Die Südkoreanischen Zollbehörden haben drei chinesische Staatsbürger beschuldigt, ein internationales Verbrechensnetzwerk eingerichtet zu haben, das über 101 Millionen Dollar in Kryptowährungen gewaschen hat. Diese Anschuldigung wirft einen Schatten auf den zukunftsweisenden, jedoch oft umstrittenen Sektor der digitalen Währungen.

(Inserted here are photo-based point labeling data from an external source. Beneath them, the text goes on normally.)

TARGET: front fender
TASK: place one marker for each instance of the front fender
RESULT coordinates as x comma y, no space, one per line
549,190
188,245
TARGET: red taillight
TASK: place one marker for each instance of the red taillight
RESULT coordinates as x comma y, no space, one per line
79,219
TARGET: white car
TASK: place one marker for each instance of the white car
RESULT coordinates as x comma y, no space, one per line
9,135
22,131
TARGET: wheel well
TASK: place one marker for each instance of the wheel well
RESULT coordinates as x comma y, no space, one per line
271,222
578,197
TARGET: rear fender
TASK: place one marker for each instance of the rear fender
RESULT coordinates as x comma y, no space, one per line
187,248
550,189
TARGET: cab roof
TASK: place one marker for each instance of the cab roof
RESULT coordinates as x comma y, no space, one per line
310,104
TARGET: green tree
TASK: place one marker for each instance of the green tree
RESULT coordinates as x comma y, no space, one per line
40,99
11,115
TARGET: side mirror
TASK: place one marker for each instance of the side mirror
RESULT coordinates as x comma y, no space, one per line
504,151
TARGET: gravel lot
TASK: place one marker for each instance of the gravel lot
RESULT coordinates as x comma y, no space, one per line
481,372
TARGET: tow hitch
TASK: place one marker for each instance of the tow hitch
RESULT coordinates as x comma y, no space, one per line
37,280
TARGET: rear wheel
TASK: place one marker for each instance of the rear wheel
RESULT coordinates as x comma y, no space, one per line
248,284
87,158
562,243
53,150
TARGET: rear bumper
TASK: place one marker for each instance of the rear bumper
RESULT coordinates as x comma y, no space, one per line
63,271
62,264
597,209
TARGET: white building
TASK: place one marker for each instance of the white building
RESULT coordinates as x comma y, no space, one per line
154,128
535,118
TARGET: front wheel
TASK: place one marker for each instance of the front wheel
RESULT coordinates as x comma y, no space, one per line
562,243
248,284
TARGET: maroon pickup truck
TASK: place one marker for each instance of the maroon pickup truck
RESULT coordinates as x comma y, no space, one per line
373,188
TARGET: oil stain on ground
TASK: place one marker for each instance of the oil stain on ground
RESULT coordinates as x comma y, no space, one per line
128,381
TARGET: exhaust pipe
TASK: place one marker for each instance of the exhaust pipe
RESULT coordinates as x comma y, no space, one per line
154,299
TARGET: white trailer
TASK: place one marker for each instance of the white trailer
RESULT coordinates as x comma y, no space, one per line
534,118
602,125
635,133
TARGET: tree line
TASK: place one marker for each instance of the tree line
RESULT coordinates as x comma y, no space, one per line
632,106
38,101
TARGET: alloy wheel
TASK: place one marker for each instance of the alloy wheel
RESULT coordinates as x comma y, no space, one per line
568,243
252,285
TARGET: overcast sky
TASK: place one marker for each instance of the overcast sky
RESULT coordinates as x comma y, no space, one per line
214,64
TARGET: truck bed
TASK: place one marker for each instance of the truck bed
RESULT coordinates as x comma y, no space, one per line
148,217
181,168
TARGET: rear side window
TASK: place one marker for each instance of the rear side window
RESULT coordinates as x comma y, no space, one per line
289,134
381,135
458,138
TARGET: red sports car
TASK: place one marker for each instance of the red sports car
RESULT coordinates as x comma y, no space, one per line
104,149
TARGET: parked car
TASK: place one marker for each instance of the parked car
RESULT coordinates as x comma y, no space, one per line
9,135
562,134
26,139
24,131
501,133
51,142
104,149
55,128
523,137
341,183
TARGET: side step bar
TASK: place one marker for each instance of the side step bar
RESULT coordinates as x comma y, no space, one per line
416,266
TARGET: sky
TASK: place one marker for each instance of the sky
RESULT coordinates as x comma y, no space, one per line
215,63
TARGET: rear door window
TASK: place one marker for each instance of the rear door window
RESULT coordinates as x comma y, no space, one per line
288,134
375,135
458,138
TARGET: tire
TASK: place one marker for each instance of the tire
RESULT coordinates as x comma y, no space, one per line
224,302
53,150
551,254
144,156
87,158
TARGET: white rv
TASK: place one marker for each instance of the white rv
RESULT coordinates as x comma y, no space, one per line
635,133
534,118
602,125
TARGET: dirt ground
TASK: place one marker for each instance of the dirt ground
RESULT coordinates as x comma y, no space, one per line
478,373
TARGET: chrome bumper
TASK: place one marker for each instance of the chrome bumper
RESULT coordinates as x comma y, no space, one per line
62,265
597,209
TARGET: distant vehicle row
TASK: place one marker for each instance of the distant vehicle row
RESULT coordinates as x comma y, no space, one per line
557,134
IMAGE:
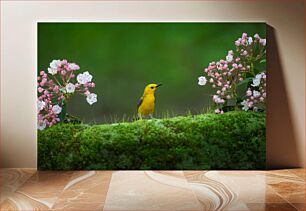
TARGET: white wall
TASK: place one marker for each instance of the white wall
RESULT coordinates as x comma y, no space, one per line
18,62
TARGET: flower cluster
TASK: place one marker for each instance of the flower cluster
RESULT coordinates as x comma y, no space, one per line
54,90
256,96
250,49
226,75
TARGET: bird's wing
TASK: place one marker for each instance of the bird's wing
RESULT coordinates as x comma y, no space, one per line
140,102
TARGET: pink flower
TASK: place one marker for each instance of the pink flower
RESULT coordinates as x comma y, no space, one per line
40,89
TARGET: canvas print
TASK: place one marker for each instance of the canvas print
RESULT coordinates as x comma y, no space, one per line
151,96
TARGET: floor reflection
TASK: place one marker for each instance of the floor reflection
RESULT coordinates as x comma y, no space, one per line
28,189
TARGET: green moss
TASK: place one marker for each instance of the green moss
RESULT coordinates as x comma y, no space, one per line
234,140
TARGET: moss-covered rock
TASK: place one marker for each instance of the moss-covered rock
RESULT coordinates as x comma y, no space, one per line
234,140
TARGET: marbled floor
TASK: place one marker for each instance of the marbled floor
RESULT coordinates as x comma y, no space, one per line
28,189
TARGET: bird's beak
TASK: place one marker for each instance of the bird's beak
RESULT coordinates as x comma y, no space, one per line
158,85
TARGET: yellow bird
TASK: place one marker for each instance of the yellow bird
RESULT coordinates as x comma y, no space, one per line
146,103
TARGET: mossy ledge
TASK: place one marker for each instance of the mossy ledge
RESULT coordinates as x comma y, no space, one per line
234,140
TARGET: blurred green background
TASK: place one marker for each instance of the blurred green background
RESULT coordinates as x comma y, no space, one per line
124,57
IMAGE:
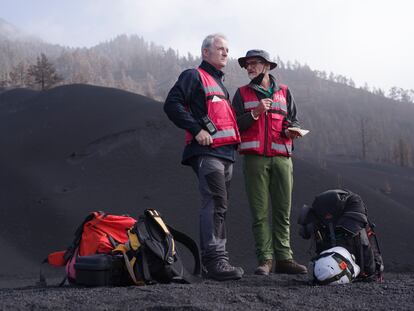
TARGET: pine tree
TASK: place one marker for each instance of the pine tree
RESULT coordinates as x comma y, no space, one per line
44,73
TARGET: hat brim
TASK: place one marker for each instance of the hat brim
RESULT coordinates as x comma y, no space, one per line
242,62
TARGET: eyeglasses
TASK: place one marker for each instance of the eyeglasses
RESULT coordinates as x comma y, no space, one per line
252,63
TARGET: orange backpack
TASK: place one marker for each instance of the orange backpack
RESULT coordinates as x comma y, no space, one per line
120,250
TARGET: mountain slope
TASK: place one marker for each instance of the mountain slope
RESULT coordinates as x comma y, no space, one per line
78,148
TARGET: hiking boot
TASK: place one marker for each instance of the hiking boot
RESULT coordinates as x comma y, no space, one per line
222,270
264,268
290,267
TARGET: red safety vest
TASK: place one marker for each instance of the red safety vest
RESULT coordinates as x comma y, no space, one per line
265,136
220,113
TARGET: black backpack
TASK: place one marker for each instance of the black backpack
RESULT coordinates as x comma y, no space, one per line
112,250
339,218
151,254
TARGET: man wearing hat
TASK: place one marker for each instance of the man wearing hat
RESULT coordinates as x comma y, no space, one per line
265,110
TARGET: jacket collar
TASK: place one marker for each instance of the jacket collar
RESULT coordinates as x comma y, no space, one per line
212,70
273,81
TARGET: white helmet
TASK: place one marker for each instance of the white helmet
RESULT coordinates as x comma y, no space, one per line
333,266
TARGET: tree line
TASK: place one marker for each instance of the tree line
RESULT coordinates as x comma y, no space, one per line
344,120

Die Korea Customs Service (KCS) berichtet, dass die Verdächtigen sowohl nationale als auch internationale Krypto-Konten sowie koreanische Bankkonten ausgenutzt haben, um zwischen September 2021 und letzten Juni insgesamt 148,9 Milliarden Won zu waschen. Laut einem Bericht der in Seoul ansässigen Nachrichtenagentur Yonhap haben die Verdächtigen versucht, die Geldtransfers zu verschleiern, indem sie vorgaben, diese seien für legitime Ausgaben wie kosmetische Eingriffe für Ausländer oder Studiengebühren im Ausland.
Anklage und Verfahren
Die KCS hat im Detail erläutert, dass die Verdächtigen digitale Vermögenswerte in mehreren Ländern erworben, diese an südkoreanische Krypto-Wallets transferiert, in Won umgewandelt und anschließend auf inländische Bankkonten verteilt haben.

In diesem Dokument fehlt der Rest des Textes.